Parametric Audio Equalizer
This project is based on the parametric equalizer proposed by Elektor in the late 80s or early 90s and later published in the book "Creations electroniques" in 1993 (Publisher: Publitronic). Their design involved three stereo potentiometers per channel, which means a lot of cables from the front panel to the circuit board. It's quite tiedous to build and IMHO prone to noise from within the enclosure. To solve these problems and make the unit more compact I have put everything on a single board, potentiometers included. No more cables!
A graphic equaliser has only one control per band: the gain. A parametric equaliser has 3 controls: gain, frequency and width. While a graphic equalizer requires a lot of bands to correct the sound, a parametric equaliser is more acurate and usually only one to three filters are used in series.

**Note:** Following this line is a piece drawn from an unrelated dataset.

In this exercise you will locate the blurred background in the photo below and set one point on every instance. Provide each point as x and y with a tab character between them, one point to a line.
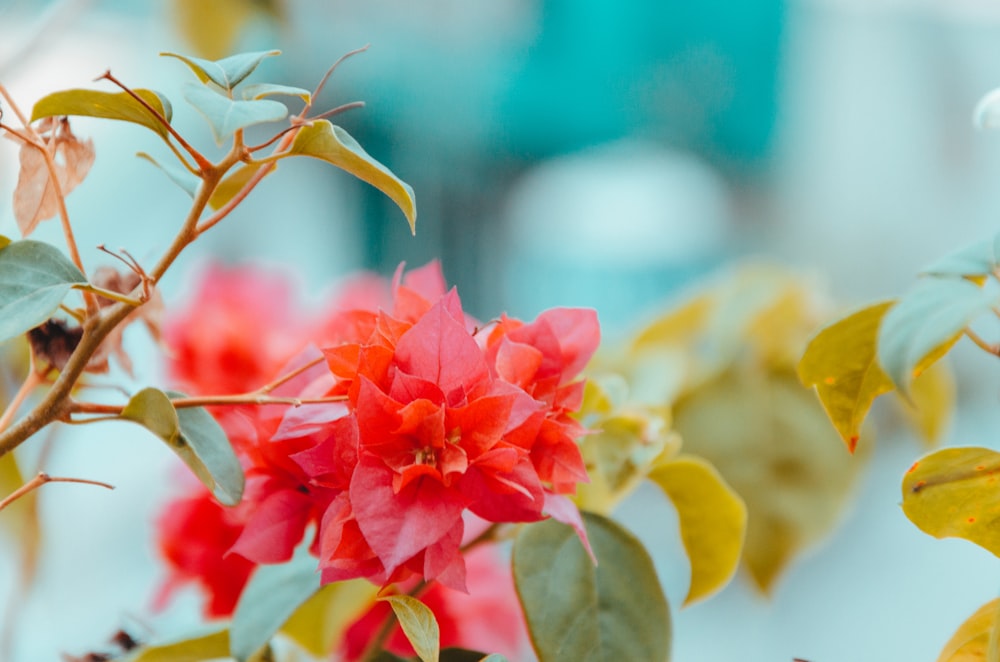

Several modifications were made to allow these improvements. First, it's an all-SMD board: easier and cheaper to build. This is necessary because clearance is limited with the front pannel. More importantly, it is important to realize that several PCBs will be stacked next to each other for the different filtering stages (usually 3, as Elektor says) and therefor we have no space to extend the PCB without spacing the potentiometers too. The only other option would be to use DIL circuits and several stacked PCBs: not very practical or cost effective...

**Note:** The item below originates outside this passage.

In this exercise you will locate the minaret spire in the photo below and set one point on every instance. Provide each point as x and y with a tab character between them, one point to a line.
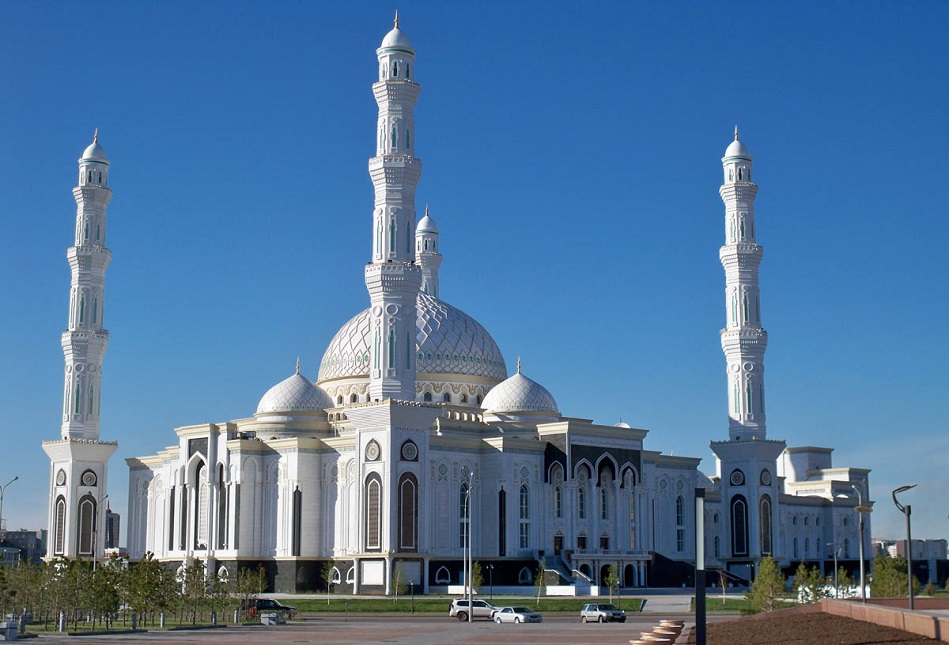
393	277
743	339
79	461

Other modifications were necessary for the values of several components. This was prompted by the decision to use off-the-shelf ALPS stereo potentiometers. The line RK14K124 (IIRC) has a limited number of resitances available, and some filters must be re-design to accomodate another pot value. Regarding the pot's, I also opened several of them to exchange their center-detent mechanism. That way I have a center detent for the gain potentiometer and no detent for the central frequency and spectral width. The modifications are simply proportional (IIRC): changing P2 to a 10k-log requires changing R8, R9 and R10 to 2k2. In a similar fashion, changing P1 to a 10K-lin requires dividing R2, R3, R4 and R5 by a factor 2.2.
The project of Elektor included a Baxandall tone adjustment (bass/treble with adjustable cut frequency) but I did not implement it yet.
The schematic is simply the one of Elektor. C1 should only be present in the first filter of the cascade.
As advertised before, the PCB is very compact. Care has also been taken so that the PCB interconnection is straightforward: when you place the filters next to each other the connections are aligned and very short wires suffice.
Last update: 20130202, new schematic and PCB.